Sebastian Vettel ha vissuto un’altra giornata da incubo a Silverstone, in un GP che si era messo bene per lui dopo l’azzardo di portare avanti le gomme soft fino al 20° giro e ritardare il primo pit-stop. La Safety Car entrata per l’incidente di Giovinazzi aveva messo Seb in terza posizione alle spalle di Bottas, che comunque sarebbe stato costretto a fermarsi per cambiare mescola: il tedesco poteva dunque sperare nel secondo posto, fino al rientro prepotente di Max Verstappen. L’olandese ha mostrato un gran ritmo, e dopo una gara contraddistinta dal duello senza esclusione di colpi con Charles Leclerc, ha superato facilmente Vettel, che poi ha perso la testa nel corpo a corpo: frenata completamente sbagliata da Seb, e Ferrari che va a travolgere la Red Bull di Max. Per una sottile ironia della sorte, Seb si è dovuto fermare a sostituire gomme e ala, distruggendo la propria gara e chiudendo 16° dopo la penalizzazione di 10”, mentre Verstappen ha proseguito e ha chiuso quinto alle spalle di Hamilton, Bottas, Leclerc e Gasly nonostante qualche danno al fondo per il ”decollo e insabbiamento” della sua Red Bull.

L’ultimo periodo di Sebastian Vettel non è stato certamente positivo. Nell’ultimo periodo Seb ha mostrato una certa difficoltà e debolezza nei corpo a corpo, iniziata dopo l’incidente di Singapore 2017 che di fatto ha distrutto le sue chances mondiali con Ferrari, e proseguita nei mesi seguenti: tra il 2018 e il 2019 Vettel ha commesso errori su errori quando si trovava sotto pressione, a maggior ragione se aveva come controparte un pilota giovane e restio ad arrendersi come Max Verstappen, con cui si è spesso trovato a che fare. Le gare di Hockenheim e Baku nel 2018 hanno mostrato tutti i limiti di Seb quand’è sotto pressione, mentre il contatto con Hamilton in Bahrain ha riaperto le antiche ferite quest’anno: Vettel fatica quando è al limite e in particolar modo fatica a reagire ai sorpassi, andando spesso in tilt. L’arrendevolezza mostrata nel duello con Gasly e l’incidente con Verstappen hanno attirato su di lui svariate critiche e aumentato la pressione interna al box-Ferrari, visti anche la gara e lo strepitoso avvio di stagione di Charles Leclerc. E non mancano le critiche autorevoli a Sebastian Vettel, che a Silverstone ha compromesso una gara che avrebbe potuto avere tutt’altro esito, e comunque ha ottenuto solo 123 punti in dieci gare, con due secondi e due terzi posti e un successo che manca da Spa 2018.

La critica maggiore è arrivata da David Coulthard, che ha sostenzialmente demolito Vettel dai microfoni della britannica Channel 4: Quando vedo come Sebastian ha tamponato Max, mi viene in mente Michael Schumacher.
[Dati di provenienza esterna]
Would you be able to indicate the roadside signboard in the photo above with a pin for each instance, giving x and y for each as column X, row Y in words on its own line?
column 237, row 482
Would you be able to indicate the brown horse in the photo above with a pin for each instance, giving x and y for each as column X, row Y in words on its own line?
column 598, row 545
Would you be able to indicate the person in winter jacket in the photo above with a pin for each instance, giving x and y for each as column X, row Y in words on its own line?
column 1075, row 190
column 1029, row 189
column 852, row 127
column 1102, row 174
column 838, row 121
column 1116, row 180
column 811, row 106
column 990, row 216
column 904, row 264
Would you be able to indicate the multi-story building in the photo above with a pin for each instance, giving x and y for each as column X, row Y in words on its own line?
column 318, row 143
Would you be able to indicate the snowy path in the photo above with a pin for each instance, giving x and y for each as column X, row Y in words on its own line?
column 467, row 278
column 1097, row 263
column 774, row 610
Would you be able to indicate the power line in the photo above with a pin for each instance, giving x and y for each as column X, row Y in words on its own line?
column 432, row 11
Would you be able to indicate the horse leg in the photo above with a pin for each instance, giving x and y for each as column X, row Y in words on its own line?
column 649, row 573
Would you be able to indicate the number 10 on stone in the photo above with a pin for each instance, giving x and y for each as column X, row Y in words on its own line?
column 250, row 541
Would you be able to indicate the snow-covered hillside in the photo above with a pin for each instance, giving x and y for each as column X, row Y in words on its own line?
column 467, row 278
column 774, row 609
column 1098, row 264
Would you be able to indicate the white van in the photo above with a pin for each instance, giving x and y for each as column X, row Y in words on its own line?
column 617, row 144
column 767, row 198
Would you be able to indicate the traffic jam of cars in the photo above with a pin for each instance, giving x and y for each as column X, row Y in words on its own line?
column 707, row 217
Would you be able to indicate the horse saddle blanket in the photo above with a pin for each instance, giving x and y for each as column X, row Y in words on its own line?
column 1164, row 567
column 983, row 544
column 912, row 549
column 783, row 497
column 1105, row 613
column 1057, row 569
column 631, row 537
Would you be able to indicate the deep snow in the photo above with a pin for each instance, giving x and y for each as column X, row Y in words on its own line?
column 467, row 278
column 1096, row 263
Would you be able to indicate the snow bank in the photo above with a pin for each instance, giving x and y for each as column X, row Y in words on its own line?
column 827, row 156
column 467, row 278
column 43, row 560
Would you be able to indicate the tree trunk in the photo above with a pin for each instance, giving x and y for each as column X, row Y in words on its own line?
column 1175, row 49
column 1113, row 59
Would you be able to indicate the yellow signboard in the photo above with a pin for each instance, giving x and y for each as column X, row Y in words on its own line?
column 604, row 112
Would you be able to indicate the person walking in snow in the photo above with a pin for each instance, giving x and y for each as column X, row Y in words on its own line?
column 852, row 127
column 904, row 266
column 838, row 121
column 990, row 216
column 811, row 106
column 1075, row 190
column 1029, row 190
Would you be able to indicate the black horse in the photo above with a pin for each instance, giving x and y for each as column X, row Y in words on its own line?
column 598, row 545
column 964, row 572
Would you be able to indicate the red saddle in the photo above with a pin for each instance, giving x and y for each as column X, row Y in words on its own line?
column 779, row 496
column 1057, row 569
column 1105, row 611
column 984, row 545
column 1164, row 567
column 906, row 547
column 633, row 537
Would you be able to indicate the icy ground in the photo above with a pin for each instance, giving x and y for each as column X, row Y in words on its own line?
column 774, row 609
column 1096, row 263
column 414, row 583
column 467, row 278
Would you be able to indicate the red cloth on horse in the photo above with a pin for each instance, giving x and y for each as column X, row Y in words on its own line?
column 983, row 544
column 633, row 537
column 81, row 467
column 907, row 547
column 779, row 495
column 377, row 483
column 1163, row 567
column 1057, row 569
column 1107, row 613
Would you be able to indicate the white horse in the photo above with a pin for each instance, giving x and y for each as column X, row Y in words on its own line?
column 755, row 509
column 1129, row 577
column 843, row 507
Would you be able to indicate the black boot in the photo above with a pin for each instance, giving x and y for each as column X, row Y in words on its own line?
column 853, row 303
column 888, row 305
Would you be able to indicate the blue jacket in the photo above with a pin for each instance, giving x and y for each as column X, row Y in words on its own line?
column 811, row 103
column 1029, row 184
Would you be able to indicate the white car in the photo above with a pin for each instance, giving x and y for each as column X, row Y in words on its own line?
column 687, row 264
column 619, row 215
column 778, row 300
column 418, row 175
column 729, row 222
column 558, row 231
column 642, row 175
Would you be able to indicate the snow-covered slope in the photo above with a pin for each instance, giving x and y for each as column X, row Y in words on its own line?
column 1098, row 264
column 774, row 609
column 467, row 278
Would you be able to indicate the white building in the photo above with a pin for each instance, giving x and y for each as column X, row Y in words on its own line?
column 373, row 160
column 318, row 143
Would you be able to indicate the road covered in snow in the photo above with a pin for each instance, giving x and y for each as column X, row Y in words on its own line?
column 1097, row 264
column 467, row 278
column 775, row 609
Il tedesco quando era sul finire della propria carriera ha più volte sbattuto contro altre monoposto. Non si rendeva conto che quelli davanti a lui frenavano prima: è questo ciò che li accomuna, Seb sembra essere un pilota finito”. Ovviamente Coulthard, che comunque non aveva ottimi rapporti con Schumacher, si riferisce al ”secondo” Schumi, quello che tornò in pista dopo i 40 anni: in particolare, gli episodi che assomigliano tremendamente a quelli che hanno coinvolto recentemente Vettel risalgono al 2012, quando centrò a Barcellona Bruno Senna e travolse Grosjean a Singapore. Con un’enorme differenza: Schumacher era un ”vecchietto” di 43 anni, Vettel ha solo 32 anni, eppure sta attraversando un momento difficile e una fase di declino che potrebbe anche fargli prendere in considerazione idee impensabili. I rumours sul ritiro sono stati allontanati nei mesi scorsi, ma in questo mondo mai dire mai, ripensando anche a rotture traumatiche come quella tra Ferrari e Raikkonen al termine della stagione 2009, quando il finnico venne ”giubilato” (nonostante avesse un altro anno di contratto) con l’obbligo di non correre in F1 per due anni dopo aver ricevuto una lauta buonuscita. Difficile pensare a un allontanamento di Vettel, ma potrebbe essere lo stesso Seb a decidere di fermarsi, reagendo così alle critiche e al disamore verso una F1 che aveva aspramente criticato dopo il GP del Canada.